A tecnologia deu mais segurança à população, evitando a ingestão de comidas contaminadas, mas também alterou os hábitos alimentares. As modificações na dieta continuam acontecendo, e se aprofundam conforme aumenta a disponibilidade dos alimentos industrializados, ultraprocessados ou de baixo valor nutritivo.
“Nos últimos 20 anos, o brasileiro diminuiu consideravelmente o consumo de feijão, que era uma das bases da alimentação no país e uma das principais fontes de fibras da dieta”, lembra Hoffmann. As fibras são importantes pois servem de alimento para as bactérias da microbiota intestinal e auxiliam na formação de um bolo fecal saudável.
Perda de variedade de bactérias
Os acadêmicos apontam os antibióticos como agravantes para a extinção de bactérias do intestino. Apesar de serem essenciais no tratamento de algumas doenças, os medicamentos funcionam como aniquiladores de microrganismos, sejam eles maléficos ou benéficos para o organismo.
Ao tomar o remédio, as bactérias não nocivas morrem e abrem passagem para que microrganismos “do mal” tomem conta do intestino, causando um desequilíbrio da microbiota.
Outro fator por trás da extinção de algumas bactérias é o aumento de partos por cesárea. Ao passar pelo canal vaginal, o bebê adquire muitas das bactérias do corpo da mãe para formar a microbiota do recém-nascido dali em diante. Mas, se o parto é feito por meio da cirurgia, a criança não entra em contato com os microrganismos da mulher.
A pesquisadora Maria Gloria afirma que algumas pesquisas já mostram a associação entre bebês nascidos por cesárea e o uso de antibióticos com a maior incidência de algumas doenças, como a asma.
Em estudos com ratos, por exemplo, foi comprovado que interferir na microbiota de cobaias jovens causa crescimento de estatura e peso ao longo da vida dos camundongos. As investigações mostram que o transplante de uma microbiota de um animal saudável para outro que está doente também pode funcionar como forma de tratamento, melhorando condições crônicas e inflamatórias, como obesidade, diabetes e asma.
Porquê preservá-las
A importância da microbiota intestinal ainda é incerta, pois existe uma gama de bactérias a ser explorada. A função de cada uma delas é desconhecida, mas os cientistas temem que a extinção possa ser uma ameaça para a população humana.
O desaparecimento das espécies pode significar, segundo os acadêmicos, o fechamento de uma porta para solucionar problemas do presente e do futuro, como doenças crônicas e inflamatórias.

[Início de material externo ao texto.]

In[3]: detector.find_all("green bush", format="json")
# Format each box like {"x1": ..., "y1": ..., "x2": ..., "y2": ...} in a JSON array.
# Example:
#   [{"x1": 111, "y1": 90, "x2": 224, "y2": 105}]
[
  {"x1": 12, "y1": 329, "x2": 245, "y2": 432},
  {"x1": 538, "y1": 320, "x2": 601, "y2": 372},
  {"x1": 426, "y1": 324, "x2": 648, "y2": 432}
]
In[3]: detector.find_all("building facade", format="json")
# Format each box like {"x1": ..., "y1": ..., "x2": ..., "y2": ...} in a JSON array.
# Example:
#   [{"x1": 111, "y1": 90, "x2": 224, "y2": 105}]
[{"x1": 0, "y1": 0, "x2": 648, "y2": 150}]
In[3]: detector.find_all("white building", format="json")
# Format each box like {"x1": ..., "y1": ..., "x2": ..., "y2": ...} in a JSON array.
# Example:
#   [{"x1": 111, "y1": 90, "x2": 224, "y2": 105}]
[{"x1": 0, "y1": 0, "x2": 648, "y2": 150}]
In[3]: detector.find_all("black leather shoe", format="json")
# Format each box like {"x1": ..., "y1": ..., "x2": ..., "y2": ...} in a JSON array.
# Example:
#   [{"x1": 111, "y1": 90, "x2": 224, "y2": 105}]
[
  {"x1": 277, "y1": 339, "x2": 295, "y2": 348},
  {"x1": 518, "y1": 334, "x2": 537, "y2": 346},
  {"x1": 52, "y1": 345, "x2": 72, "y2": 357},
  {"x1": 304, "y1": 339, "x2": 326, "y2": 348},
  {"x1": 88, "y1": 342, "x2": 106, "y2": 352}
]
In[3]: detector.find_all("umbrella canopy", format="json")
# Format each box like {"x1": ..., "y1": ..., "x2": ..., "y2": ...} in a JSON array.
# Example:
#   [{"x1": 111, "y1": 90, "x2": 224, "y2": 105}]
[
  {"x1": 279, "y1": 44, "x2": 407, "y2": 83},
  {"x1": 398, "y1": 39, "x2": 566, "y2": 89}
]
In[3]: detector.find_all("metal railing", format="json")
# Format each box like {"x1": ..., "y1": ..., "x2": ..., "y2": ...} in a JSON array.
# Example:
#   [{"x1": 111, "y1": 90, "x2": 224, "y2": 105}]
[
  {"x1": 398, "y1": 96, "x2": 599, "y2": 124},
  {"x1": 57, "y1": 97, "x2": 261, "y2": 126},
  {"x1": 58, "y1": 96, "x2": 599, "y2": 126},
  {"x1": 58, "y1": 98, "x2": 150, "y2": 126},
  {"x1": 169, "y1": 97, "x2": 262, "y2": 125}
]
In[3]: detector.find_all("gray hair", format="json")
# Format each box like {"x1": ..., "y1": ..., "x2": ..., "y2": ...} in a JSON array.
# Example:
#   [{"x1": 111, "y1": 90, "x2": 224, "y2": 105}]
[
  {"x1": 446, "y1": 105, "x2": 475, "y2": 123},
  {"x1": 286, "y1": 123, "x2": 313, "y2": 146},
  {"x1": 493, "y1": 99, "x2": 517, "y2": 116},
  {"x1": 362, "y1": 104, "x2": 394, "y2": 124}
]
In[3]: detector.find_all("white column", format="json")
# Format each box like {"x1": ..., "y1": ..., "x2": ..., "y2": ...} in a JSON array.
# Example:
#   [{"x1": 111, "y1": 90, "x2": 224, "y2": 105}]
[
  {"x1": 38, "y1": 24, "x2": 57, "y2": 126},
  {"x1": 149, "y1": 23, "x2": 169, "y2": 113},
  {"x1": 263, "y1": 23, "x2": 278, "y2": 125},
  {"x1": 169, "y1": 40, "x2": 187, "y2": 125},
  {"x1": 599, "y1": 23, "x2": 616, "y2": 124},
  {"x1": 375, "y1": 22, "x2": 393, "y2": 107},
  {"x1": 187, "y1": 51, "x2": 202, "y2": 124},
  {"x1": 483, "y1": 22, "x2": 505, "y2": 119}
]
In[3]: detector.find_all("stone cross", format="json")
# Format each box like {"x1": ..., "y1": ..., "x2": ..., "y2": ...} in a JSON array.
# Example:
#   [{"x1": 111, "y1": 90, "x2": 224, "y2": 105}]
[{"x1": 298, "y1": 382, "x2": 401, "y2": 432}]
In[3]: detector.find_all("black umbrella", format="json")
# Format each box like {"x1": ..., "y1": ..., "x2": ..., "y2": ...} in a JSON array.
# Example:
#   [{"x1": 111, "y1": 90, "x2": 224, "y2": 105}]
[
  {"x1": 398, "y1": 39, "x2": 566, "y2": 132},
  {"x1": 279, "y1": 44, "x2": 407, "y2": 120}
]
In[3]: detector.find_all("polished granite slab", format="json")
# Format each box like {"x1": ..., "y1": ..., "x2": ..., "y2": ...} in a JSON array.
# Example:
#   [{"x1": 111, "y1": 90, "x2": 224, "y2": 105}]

O Microbiota Vault tem a proposta de preservar as bactérias a partir de dois focos: a coleta de fezes humanas de várias partes do mundo e o estoque de alimentos fermentados por diferentes tipos de bactérias, como queijos e iogurtes.
A princípio, o cofre ficará localizado na Suíça — mas, por causa das recentes instabilidades relacionadas à pandemia de Covid-19 e à guerra na Ucrânia, os responsáveis pelo projeto também estudam outras opções, como manter mais cópias em outros territórios, como a Groenlândia ou a Patagônia argentina.